Many years ago, he had domesticated the idea that he was a meaningless creature in the grand scheme of things, but this? This was a bold affront. He was all of a sudden murderous toward the author. For some reason he wanted to see how this presumptuous pencil-pusher would fare on the African plains, or in the Indian jungles—some place where his over-exercised brain would be useless, never mind that he was already dead. How did all these stupid letters on a page fit within the narrative of all life on this planet, the hunters and the hunted? How dare this man posterize Kenneth with his staged, scripted intelligence? Fuck him! And fuck all the people who had lied to him, who had tried to tell him what life was like through their incredibly uninspired positions. If only they had not been such meddling idiots, he could have left rebelliousness alone—a rebelliousness that was supposed to hurt them but ended up backfiring on himself.
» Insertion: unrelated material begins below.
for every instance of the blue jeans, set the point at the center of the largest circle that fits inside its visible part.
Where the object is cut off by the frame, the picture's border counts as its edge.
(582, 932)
“Fuck them all,” he breathed, shaking his head, “and fuck you especially, Otto Rank.” He had a warm beer in his hand, the last of many. The attic had an old and rusted vent which Kenneth always kept open for circulation. He looked that way now and ignored the floor scattered with books. He crossed his arms like a child.
What a phony, he shook his head. He was now thinking his thoughts, not saying them, and his breath was growing shallower. I’m done reading, he decided with a sudden clarity. There’s no point to it. But of course this threw another thing into motion, this formerly stable thing in his life, so that when Kenneth Bates stood up, his head spun like a dreidel and he didn’t know which way he would fall.